David Gordon Green never really left us; he was even there in the 80s-VHS looseness of his recent experiments in Apatow-gang broad comedy, which started with Pineapple Express and continued with a couple of less well-regarded (but somewhat underrated) efforts. Regardless of the woodsy frolicking of Your Highness or The Sitter‘s mis-en-scene, some will mislabel Prince Avalanche the return of the “real” Green because it bears some superficial resemblance to his earlier indies. Of course, if you want to talk superficial resemblances, it also stars Apatow player Paul Rudd; the movie may be beautiful, but its comic spirit has plenty in common with Green’s newer films, too.
Rudd plays Alvin, nominal supervisor at a very lonely job: painting traffic lines and posting reflective plastic on a road in an area of Texas that has been ravaged by wildfires. As the movie opens, Alvin has just brought on Lance (Emile Hirsch) to help out, as a favor to Madison (Alvin’s girlfriend and Lance’s sister). They’re already at odds over Alvin’s violation of what Lance calls their “equal time boombox agreement” (the movie is set in 1988)—Alvin wants to listen to his language tapes, which make Lance drowsy. That’s their relationship in a buddy-picture nutshell: Alvin earnestly, awkwardly, and somewhat pompously seeks to improve his upstanding self, while Lance grouses and wants to have more fun. Ninety percent or so of the dialogue, written by Green in that familiar off-kilter phrasing, comes from them; only a handful of other characters have any lines at all. This sparseness carries over to their environment: they’re surrounded by endless road, but encounter few cars, and endless trees, but many stripped to bark and branches. In some shots, Alvin and Lance may as well be walking around on the moon, and Prince Avalanche is perhaps the fullest expression of Green’s fascination of the place where nature meets post-industrial rubble.
Striking compositions from Green’s longtime cinematographer Tim Orr capture this invisible line, like one of yellow highway paint spilling into a stream, keep the movie from becoming a stagy two-hander. Instead, the stage-style isolation brings pathos to the comedy, which is substantial despite the melancholic overtones; it’s like the funny, fuck-around bits of Green’s earlier movies like All the Real Girls, or the more digressive bits of dialogue from Pineapple Express. Green was often compared to Malick in the first section of his career, and the campsite where Alvin and Lance make their temporary home recalls the tree-fort weirdness of Badlands—though Green has never been as dreamy or rapturous as his filmmaking ancestor, and these characters don’t have the searching soulfulness of many Malick heroes (or the quiet mania of the couple in Badlands). They’re closer to the ground, and Green flirts with condescending to their petty, sometimes clueless concerns.

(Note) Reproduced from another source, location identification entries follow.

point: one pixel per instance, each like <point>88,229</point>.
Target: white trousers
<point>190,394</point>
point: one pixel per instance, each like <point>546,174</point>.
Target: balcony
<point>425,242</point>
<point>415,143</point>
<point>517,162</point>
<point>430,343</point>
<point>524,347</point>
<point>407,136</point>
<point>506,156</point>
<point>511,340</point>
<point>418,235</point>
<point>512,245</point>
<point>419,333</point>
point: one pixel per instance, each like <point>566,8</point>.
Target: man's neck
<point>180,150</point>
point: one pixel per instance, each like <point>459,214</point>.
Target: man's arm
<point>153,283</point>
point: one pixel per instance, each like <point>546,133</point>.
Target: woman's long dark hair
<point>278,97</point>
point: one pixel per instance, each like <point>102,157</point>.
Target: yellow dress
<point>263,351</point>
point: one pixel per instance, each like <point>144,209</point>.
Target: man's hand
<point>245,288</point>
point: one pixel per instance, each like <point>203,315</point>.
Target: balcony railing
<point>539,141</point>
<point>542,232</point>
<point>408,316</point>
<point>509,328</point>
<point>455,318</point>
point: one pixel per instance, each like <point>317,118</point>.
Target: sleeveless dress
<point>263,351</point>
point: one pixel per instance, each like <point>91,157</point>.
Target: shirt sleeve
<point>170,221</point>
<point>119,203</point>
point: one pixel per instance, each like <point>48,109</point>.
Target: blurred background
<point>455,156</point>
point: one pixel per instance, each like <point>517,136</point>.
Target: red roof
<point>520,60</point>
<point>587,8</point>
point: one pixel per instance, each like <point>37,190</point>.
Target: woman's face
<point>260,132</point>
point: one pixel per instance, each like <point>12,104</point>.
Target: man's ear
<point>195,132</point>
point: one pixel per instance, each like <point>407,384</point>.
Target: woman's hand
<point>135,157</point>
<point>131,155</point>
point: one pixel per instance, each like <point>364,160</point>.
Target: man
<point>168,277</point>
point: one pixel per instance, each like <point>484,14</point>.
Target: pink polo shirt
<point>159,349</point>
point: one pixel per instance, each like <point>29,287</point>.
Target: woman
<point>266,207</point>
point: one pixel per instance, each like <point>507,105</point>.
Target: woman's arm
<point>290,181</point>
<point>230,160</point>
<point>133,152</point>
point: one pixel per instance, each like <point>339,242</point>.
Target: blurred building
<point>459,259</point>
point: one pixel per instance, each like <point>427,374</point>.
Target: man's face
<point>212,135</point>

But the movie is too funny and, even in its conflicts, too chummy to cross that line. Rudd, perhaps the most versatile comic leading man in the business, adds another note to his repertoire as a man whose desire to be seen as a provider and an authority figure may exceed his abilities, and Hirsch, a little doughier than usual, betrays no vanity as his goofy protégé. I didn’t even miss Paul Schneider or Danny McBride, who might’ve played a modified version of this dynamic earlier in Green’s career. In his more recent studio comedies, the seams between the comedy and the poetry sometimes showed; with Prince Avalanche, he hasn’t so much rediscovered his indie calling as remembered how to make the seams a part of the movie again.